• # Des usages à cerner

    Posté par . En réponse au journal Docker, la plateforme à la mode. Évalué à 8.

    Alors finalement, en pratique, quel problème résout Docker ? Est-ce que ses multiples défauts n'en font pas une couche de complexité inutile ?

    Conclusion très pertinente. Je suis en train de travailler sur docker en tant que sujet de projet (je suis en licence) et je doit dire que certains points sont à développer sur cette solution.
    Docker ne remplacera pas une solution de conteneurs traditionnel comme LXC. Docker est fait pour isoler les applications, pas pour créer un système virtuel.
    Moi même je reste dubitatif quand à son utilisation dans une infrastructure de cloud computing, en tout cas dans l'etat, notament à cause de la partie réseau et de l'intégration avec le système.
    Mais pour le développement, c'est un réel avantage. On travaille sur son application sereinement , sans impacté son système et sans perdre en performance. On ajoute ses propres bibliothèques et configuration, sans que rien sur l'hôte ne soit modifié.

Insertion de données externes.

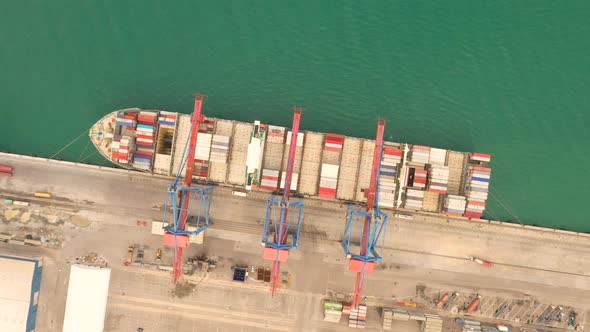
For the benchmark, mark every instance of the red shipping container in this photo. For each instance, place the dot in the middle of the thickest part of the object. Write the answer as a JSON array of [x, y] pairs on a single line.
[[481, 155], [6, 168], [392, 151], [144, 153], [483, 169]]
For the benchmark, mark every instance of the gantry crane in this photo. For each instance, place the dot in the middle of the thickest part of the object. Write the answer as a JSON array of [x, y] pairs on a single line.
[[178, 197], [283, 216], [373, 223]]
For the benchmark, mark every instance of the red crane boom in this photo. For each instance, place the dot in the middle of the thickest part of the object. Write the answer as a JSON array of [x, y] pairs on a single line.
[[370, 193], [196, 118]]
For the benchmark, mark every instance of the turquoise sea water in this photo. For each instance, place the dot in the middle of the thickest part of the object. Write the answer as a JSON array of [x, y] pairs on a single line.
[[510, 78]]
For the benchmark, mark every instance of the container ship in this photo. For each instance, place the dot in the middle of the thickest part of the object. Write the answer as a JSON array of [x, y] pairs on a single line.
[[331, 166]]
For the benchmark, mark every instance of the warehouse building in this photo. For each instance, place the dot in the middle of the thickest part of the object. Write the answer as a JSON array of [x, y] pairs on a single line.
[[86, 305], [20, 282]]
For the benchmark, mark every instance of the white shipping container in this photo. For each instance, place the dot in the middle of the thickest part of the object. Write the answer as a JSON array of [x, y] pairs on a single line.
[[269, 183], [330, 171], [300, 136], [294, 180], [415, 193], [270, 172]]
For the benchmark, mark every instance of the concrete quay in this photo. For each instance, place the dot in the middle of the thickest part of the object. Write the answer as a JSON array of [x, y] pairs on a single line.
[[424, 257]]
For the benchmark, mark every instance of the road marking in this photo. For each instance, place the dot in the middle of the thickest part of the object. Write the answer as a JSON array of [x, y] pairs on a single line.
[[209, 313]]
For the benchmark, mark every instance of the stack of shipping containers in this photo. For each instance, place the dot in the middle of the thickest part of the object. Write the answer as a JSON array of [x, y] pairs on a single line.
[[414, 199], [270, 179], [439, 179], [202, 151], [328, 181], [420, 154], [331, 157], [478, 181], [146, 129], [298, 152], [334, 142], [420, 178], [219, 149], [387, 176], [454, 205], [438, 156]]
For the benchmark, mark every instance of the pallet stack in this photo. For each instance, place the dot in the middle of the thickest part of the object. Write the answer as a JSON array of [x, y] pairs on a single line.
[[332, 312], [439, 179]]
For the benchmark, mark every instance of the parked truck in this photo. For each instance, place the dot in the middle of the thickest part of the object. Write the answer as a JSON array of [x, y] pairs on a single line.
[[480, 261], [474, 304]]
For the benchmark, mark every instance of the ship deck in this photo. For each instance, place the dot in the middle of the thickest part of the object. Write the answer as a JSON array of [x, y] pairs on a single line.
[[352, 161]]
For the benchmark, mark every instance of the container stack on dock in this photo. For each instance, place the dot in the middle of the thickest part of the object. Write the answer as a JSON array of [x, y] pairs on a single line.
[[433, 323], [478, 181], [332, 312], [357, 318], [454, 205], [420, 154], [414, 199], [439, 179], [387, 176], [328, 181], [270, 179]]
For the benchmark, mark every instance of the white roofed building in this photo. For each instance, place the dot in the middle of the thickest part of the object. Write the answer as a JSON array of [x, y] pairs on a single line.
[[88, 291]]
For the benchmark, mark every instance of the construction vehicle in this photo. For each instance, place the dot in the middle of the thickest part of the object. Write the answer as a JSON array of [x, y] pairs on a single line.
[[474, 304], [130, 251], [450, 301], [442, 300], [480, 261]]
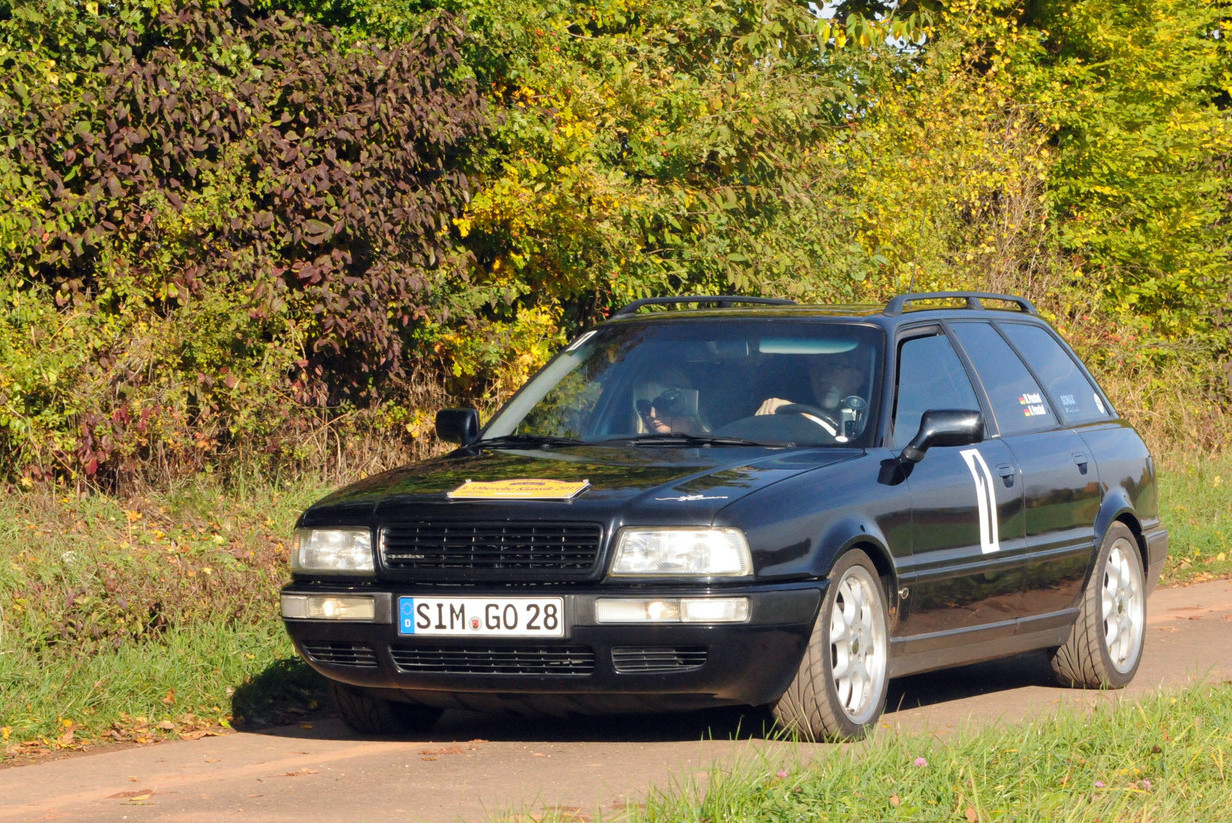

    C'est rapide, ça fonctionne en gros comme git (chaque action sur le conteneur créé une nouvelle couche associé à un commit). Ainsi on peut facilement revenir à un Etat antérieur. Docker sur ce point la fonctionne déja très bien.
    Mais c'est quand la partie réseau est impliqué que ça change. en effet docker est une couche d'abstraction à LXC et maintenant lib-contenair. Dès le debut il créé un bridge et connecte les VM. Des services comme DHCP ne marche pas.
    Par rapport à un LXC ou il suffit d'utiliser les outils du noyau , c'est vrai que rajouter une telle complexité peut paraître inutile.

    Mais ne pas oublier que Docker n'est pas stable, et que en fait on cherche toujours à définir son cadre d'utilisation.
    Ne pas oublier que Docker est fais pour déployer des applications, pas simuler un système. C'est là la différence avec LXC.